Power wriggles like a parasitic worm, burrowing into definitions, twisting language into wet rags. “Apartheid,” “genocide” – words pulsing with meaning, then morphing into hollow husks, sucked dry by the leeches of justification. Bureaucrats with ink-stained fingers pronounce pronouncements dripping with legalese, not blood. A word virus infects minds through media, turning “apartheid” into a social hiccup, “genocide” into a bureaucratic snafu. Victims become statistics, screams swallowed by the white noise of permission.

They crawl out of the corporate data havens, burrowing deep into the lexicon, twisting words into wetware rags.  “Apartheid,” “genocide” – hot data pulses for a fleeting moment, then decay into hollow shells, sucked dry by the leeches of justification. The feed’s saturated with their noise, a constant low-rez drone. Bureaucratic pronouncements dripping with legalese, a bloodless simulacrum of outrage. “Apartheid” becomes a social glitch, “genocide” a system error on some cosmic mainframe. Victims reduced to data points, screams lost in the white noise of permission.

But the stench lingers, a miasma of fear and blood seeping through the cracks in their sterile pronouncements. Architects of permission, playing a shell game with suffering. “This qualifies,” they croak, human lives footnotes in their bloodstained ledgers.

They play a shell game with suffering, these architects of permission. A bureaucratic shrug, a flick of the wrist, and human lives become footnotes in their bloodstained ledgers. Lines blur in the crimson haze. “Apartheid,” “genocide” – words dissolve on the fetid tongue of oppression. It’s a power trip, a monstrous carnival of suffering, where despair is the greasy concession stand fare. They dole out permission for outrage, ration empathy like discount coupons in a world gone mad.

Just dry, dusty lines in a textbook waiting to be rewritten. They build cages of semantics, steel bars of legalese, where screams are muffled by pronouncements. A macabre ballet on the bones of the innocent, dissecting atrocities with sanitized language while blood runs hot. Apartheid? A filing error. Genocide? A glitch in the algorithm.

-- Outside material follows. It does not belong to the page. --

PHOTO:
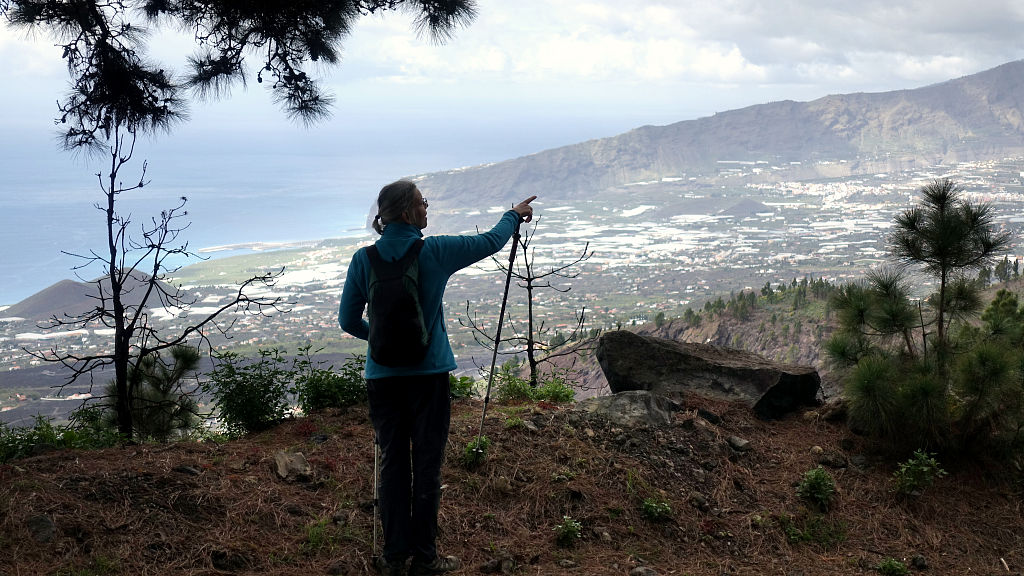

Their eyes, like dead fish behind mirrored visors, see the world in a binary code – suffering neatly categorized into ones and zeros. But the human heart bleeds in a messy, analogue mess, a riot of emotions they can’t filter, can’t control. So they twist language into a weapon, pointed at the victims, a denial of the reality they’re trying to define. Words writhe like code on a corrupted screen, the truth a data leak they can’t contain.

A macabre minuet, the powerful pirouette on misery’s mountain. But the music changes. A drumbeat of resistance. Words reclaimed, cages shattered, the true cost of permission structures laid bare. The gears grind, the machine churns. Power defines, then uses those definitions as shields. A monstrous game on a bone chessboard, pawns manipulated by strings of definition.

But in the margins, words are dissected, rearranged, their true meaning revealed. Apartheid, a suffocating control web. Genocide, the cold eradication of a people. The virus exposed, its lies laid bare. The fight is for language’s soul, man. Can we reclaim the power to define? Tear down permission structures, expose the raw truth? The cut you gotta make yourself.